An Epigram of George Buchanan: Icones 1 (Updated)

Please find below a new translation from George Buchanan‘s collection of Icones (which I will here render Word-Pictures) found in the second book of his Epigrammata (Epigrams).

Buchanan’s poem consists of two elegiac couplets, which I have rendered in three English couplets consisting of alternating iambic pentameters and iambic tetrameters.

This first Icon is about Saturn and is spoken in propria persona–that is, Saturn is the poem’s “I.” In this epigram, Buchanan draws on the myth of a paradisiacal golden age on earth during the heavenly reign of Saturn or Kronos that is found already in one of the earliest surviving Greek poems, Hesiod’s Works and Days. The golden age myth forms part of a narrative of decline through successive ages of human history: men originally lived in non-acquisitive peace with one another, until the discovery of gold put an end to the golden age and inaugurated an unabated (almost—the heroic age is a partial exception) descent into more and more vice, reaching right down to the present age.
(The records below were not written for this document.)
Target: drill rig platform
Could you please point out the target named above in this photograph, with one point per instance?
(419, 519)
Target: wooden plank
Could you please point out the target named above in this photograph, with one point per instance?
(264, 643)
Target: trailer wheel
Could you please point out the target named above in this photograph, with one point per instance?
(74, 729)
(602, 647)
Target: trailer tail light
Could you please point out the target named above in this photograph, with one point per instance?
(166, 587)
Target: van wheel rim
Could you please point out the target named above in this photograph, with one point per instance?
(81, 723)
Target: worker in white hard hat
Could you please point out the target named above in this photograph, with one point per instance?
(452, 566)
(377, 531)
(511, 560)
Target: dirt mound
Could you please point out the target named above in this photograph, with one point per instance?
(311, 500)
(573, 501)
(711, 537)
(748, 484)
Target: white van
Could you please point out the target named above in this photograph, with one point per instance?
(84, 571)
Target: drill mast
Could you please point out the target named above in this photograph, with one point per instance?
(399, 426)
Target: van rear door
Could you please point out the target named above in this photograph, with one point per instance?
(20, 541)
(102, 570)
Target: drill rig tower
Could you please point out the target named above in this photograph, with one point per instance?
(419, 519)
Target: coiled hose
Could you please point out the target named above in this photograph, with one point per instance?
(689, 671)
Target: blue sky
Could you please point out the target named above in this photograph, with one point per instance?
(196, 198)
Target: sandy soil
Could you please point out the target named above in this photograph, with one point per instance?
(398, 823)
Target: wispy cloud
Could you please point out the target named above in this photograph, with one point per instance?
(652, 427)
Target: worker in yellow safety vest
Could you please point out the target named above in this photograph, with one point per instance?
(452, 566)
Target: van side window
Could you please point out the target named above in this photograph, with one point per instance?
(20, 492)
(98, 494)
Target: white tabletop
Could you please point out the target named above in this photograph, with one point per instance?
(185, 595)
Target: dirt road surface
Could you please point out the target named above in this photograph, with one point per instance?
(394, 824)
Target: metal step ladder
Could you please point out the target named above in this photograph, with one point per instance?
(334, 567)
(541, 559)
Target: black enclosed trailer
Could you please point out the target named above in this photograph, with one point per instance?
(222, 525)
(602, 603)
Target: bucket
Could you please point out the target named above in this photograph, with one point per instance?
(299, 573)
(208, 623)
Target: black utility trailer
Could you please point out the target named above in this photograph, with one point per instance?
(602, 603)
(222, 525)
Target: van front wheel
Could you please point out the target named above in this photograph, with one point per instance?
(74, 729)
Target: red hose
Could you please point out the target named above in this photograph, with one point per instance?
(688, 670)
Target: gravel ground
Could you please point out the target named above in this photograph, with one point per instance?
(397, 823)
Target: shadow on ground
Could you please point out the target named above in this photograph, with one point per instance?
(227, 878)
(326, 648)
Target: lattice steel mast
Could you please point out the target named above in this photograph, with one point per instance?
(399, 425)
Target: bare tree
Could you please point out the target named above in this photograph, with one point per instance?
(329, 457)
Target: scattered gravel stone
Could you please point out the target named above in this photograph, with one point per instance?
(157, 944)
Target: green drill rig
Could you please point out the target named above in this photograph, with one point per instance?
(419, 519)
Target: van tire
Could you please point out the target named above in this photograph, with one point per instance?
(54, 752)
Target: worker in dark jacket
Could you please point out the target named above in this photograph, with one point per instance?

I give the Latin text as found in his 1725 Opera omnia, Tomus secundus, pars prima, 386. Hope you enjoy it.

In Latin:

I. Saturnus.

Aurea secla olim me pauperere rege fuerunt:

    lis, vis, fraus aberant, omnia pacis erant.

At nunc iustitiam mentita iniuria dives,

    lis, vis, fraus, auri secula nuda premunt.

And in English:

1. Saturn

When I was king, though poor, the days and nights

    Were all of gold: no violence or fraud

Disrupted peace, no penny-ante fights.

    But now injustice (that rich, lying bawd),

With violence, fraud, penny-ante fights,

    Debases goldless days and nights.